Many parents believe that dedication to their children requires self-denial or sacrifice. They place their children’s needs above their own, and this is often regarded as the hallmark of the truly devoted mother or father. And yet, when we stop to consider that we are always role-modeling for our kids, it becomes obvious that the quality of care we extend to them depends on the quality of self-care that we practice. The role of parent is a demanding one, and as with any role, we perform better when we’re in good shape—rested, on good terms with ourselves and our life, “well in our skin,” as the saying goes. If we allow ourselves to become overextended, then this deficit becomes operative in the time and attention we have available to give to others, including our children. We are, then, only as good for others as we are good for ourselves, and in this sense, there is nothing “selfish” about making sure that we’re at the top of our own list. On the contrary, good self-care is the precondition of caring well for anyone else.

Conscious parenting is served, therefore, by keeping in mind the acronym H.A.L.T., which reminds us never to let ourselves get too hungry, too anxious, too lonely, or too tired. At the earliest sign of the encroachment of any of these conditions, we should take corrective steps—make sure we’re getting the nutrition we need to stay healthy and energized, talk to a trusted friend, seek out companionship or loving attention from a partner or other ally, or simply make time to catch up on much needed rest. Just following this simple formula will go a long way toward ensuring that we have the resources to handle the many demands of parenting, and also will be role-modeling self-care for our little ones—without question one of the most important lessons we can learn.

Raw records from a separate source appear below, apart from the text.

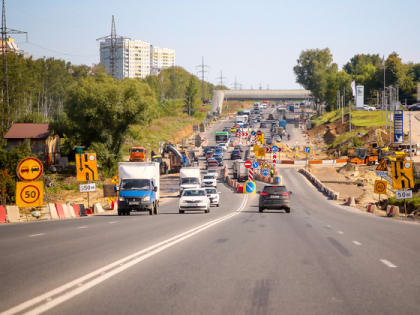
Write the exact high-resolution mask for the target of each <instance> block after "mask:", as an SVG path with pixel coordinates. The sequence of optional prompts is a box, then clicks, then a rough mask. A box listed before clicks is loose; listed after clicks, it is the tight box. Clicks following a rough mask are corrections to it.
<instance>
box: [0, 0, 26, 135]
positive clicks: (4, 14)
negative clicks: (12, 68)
mask: <svg viewBox="0 0 420 315" xmlns="http://www.w3.org/2000/svg"><path fill="white" fill-rule="evenodd" d="M5 2H6V1H5V0H2V14H1V53H2V57H3V84H2V91H1V92H2V93H1V95H2V112H1V132H0V134H1V135H3V133H4V132H5V131H6V128H9V125H10V100H9V74H8V72H9V69H8V64H7V61H8V60H7V57H8V56H7V54H8V53H9V45H8V38H9V35H11V34H25V35H26V41H28V32H24V31H19V30H15V29H11V28H7V25H6V3H5ZM5 116H7V122H6V119H5Z"/></svg>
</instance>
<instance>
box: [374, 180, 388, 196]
mask: <svg viewBox="0 0 420 315" xmlns="http://www.w3.org/2000/svg"><path fill="white" fill-rule="evenodd" d="M386 185H387V181H386V180H375V186H374V192H375V194H385V193H386Z"/></svg>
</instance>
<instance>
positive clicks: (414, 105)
mask: <svg viewBox="0 0 420 315" xmlns="http://www.w3.org/2000/svg"><path fill="white" fill-rule="evenodd" d="M408 110H409V111H418V110H420V103H416V104H413V105H410V106H408Z"/></svg>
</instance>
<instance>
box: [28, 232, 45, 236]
mask: <svg viewBox="0 0 420 315" xmlns="http://www.w3.org/2000/svg"><path fill="white" fill-rule="evenodd" d="M41 235H45V233H38V234H31V235H28V236H29V237H35V236H41Z"/></svg>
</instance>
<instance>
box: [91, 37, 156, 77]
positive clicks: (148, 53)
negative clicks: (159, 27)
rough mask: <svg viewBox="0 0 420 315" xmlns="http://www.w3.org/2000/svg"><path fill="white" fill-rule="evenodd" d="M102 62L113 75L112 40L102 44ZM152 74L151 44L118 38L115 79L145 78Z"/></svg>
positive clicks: (100, 52)
mask: <svg viewBox="0 0 420 315" xmlns="http://www.w3.org/2000/svg"><path fill="white" fill-rule="evenodd" d="M99 49H100V60H101V63H102V64H103V65H104V66H105V68H106V69H107V72H108V73H111V72H112V70H111V68H112V65H111V39H106V40H105V41H102V42H101V43H100V48H99ZM149 74H150V44H149V43H146V42H143V41H141V40H131V39H129V38H117V40H116V47H115V56H114V77H115V78H116V79H124V78H145V77H146V76H148V75H149Z"/></svg>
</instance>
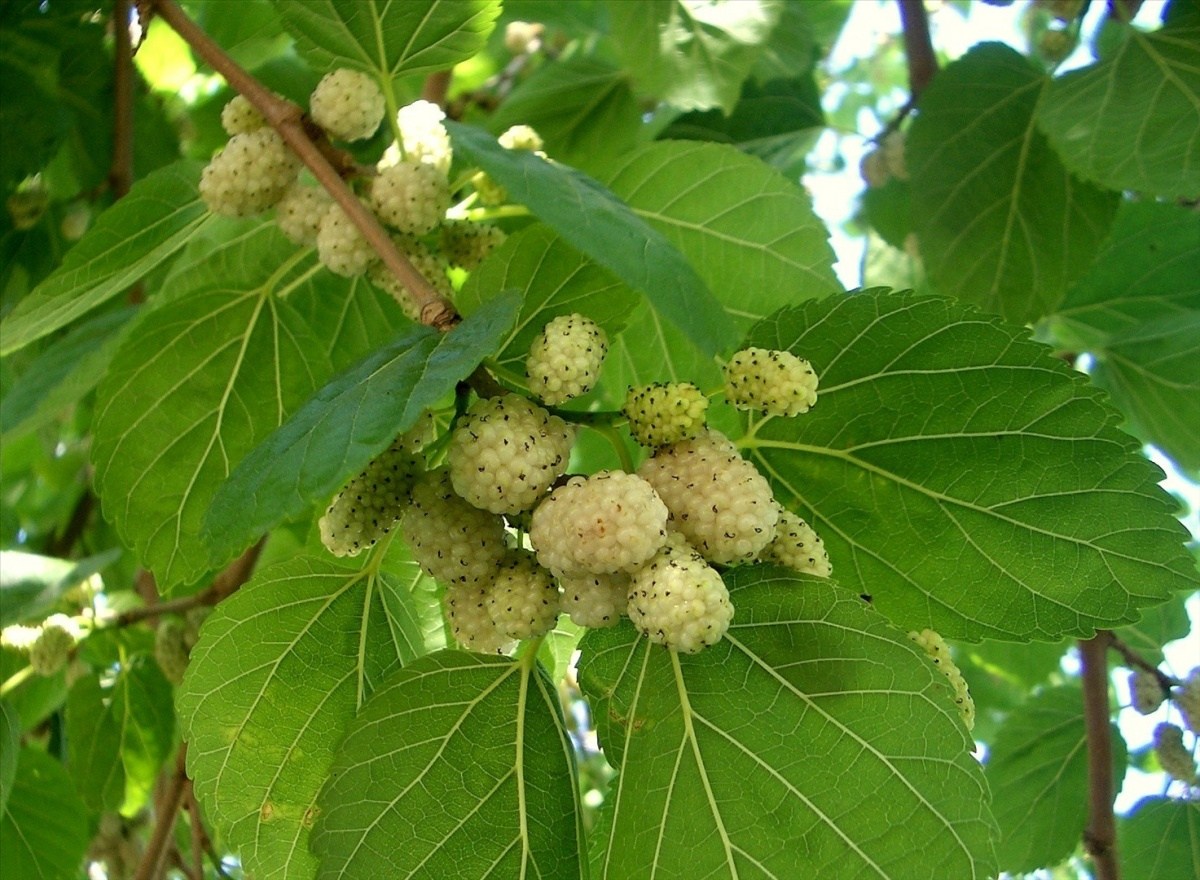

Self-care also is furthered by our learning to distinguish between what we want and what we may “feel like” at a given time. Typically, in a culture that perpetuates a sense of entitlement to instant gratification, these two get confused, yet in truth, they are not the same thing, and may even be at odds with each other. A person who wants to get in shape, and so makes a commitment to eat well and to get up early to walk or jog, recognizes that healthful nutrition and regular exercise are means to the desired end. When the alarm goes off at 6:00 AM, he may not feel like getting up, but in the larger context of his desire, he still wants to—that is, he wants to stay true to the program that will bring him desired results. If he gives in to what he feels like, to that extent he undermines what he wants. In the same way, he may go to a gathering of friends where he’s offered a piece of chocolate cake. While he may feel like having the cake, he wants to get in shape, and to the extent that he acts in solidarity with what he wants, he will pass on the cake even though he feels like having it. Momentary urges are not the same as desires in the truest sense, which means those promptings that reflect our values and commitments and support our best self-definition. Sometimes honoring what we want means standing up to what we feel like, noticing it, but not letting it make the call.

This is true many times a day for parents. Children, certainly through the teen years, have needs and desires of their own that may call us to set aside what we feel like in order to honor our desire to be empathetic, available, loving, and skillful parents. Even so, the conscious parent knows that there is no self-denial in this, and really not even sacrifice, except in the sense that the lesser is sacrificed for the sake of the greater—a theme that runs through every spiritual tradition in the world. Parenthood is a curriculum that calls us to overcome ourselves for the sake of those we love most.

It helps a great deal for parents to remember that self-care is essential, both in terms of maintaining the reserves, open heart, and clear head required to be a conscious parent, and also in terms of role-modeling for our children. Following the suggestions above can go a long way in ensuring that we get what we need, so that we can fulfill our deep desire to see to it that they do the same.